Stokes' National Science Foundation-funded Bridge to Doctorate Program provided him a stipend, graduate courses and laboratory research while he prepared for a PhD. During that year, he researched zinc-air batteries at the CUNY Energy Institute with Distinguished Professor of Chemical Engineering Sanjoy Banerjee and Assistant Professor Daniel Steingart, resulting in another coauthored paper.

He also traveled to graduate schools that interested him, including Arizona State, where he met Posner, "who showed me the passion he had" for research.

So Corredor began his studies at Arizona, and when Posner took an attractive offer to move his operation to the University of Washington, Corredor went with him. Their collaboration has led to two published papers and two more accepted for publication.

"I can't say enough about the support Professor Posner has given me," which includes aid in securing a National Academy Ford Predoctoral Fellowship, as well as the National Science Foundation Graduate Research Fellowship. These are the most prestigious awards that a graduate student in the STEM disciplines (science, technology, engineering and mathematics) can receive.
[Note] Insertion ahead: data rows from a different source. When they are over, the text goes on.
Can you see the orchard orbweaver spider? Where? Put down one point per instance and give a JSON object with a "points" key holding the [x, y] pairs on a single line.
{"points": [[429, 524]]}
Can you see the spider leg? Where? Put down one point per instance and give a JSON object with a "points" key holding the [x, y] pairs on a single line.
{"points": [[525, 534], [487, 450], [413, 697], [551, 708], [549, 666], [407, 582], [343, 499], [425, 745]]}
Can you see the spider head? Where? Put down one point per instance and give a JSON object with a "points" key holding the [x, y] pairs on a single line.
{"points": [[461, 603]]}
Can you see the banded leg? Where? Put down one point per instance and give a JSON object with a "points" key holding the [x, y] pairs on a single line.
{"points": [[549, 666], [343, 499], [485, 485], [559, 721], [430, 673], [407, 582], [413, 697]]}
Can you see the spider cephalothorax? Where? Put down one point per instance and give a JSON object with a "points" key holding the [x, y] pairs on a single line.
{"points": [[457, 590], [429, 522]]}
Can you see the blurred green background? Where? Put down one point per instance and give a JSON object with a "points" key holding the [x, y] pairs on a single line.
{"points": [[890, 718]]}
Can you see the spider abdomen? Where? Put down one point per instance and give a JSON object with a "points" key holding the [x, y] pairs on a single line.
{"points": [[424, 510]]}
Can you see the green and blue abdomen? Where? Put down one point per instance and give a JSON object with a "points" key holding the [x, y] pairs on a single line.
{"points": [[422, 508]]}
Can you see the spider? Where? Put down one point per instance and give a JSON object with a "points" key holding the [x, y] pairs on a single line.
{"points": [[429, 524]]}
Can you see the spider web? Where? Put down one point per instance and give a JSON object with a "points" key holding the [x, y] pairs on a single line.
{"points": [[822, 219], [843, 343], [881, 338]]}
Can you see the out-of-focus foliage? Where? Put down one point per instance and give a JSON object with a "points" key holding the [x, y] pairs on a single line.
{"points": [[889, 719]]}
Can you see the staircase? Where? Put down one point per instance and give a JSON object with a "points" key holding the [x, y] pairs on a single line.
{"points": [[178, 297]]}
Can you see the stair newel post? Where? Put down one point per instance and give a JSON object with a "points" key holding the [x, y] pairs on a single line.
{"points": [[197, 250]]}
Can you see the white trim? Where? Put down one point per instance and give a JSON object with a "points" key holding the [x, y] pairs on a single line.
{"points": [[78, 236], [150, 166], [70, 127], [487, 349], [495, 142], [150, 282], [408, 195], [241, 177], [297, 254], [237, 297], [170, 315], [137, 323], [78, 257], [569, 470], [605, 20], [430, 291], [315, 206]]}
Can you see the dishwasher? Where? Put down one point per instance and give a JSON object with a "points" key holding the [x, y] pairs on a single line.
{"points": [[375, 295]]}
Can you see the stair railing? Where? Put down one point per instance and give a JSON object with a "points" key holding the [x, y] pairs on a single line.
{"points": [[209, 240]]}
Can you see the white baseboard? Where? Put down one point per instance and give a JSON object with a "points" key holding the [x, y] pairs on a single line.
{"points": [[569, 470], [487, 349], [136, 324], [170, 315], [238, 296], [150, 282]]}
The Ford grant provides an annual $20,000 stipend, plus $2,000 for tuition and fees in each of three years. The NSF grant is for $126,000 over three years of research.

With such good mentorship behind him, Corredor says he looks forward to the day when he, too, becomes a professor and can nurture upcoming talent.

He has an additional ongoing CUNY connection: his fiancée, Keilys Gonzalez, a 2009 CCNY economics BA classmate who is an accountant at the University of Washington. "We have a CCNY bumper sticker on the back of our car and sweatshirts from CUNY," he says. "I'm proud to be a CUNY alumnus; it was a fantastic experience."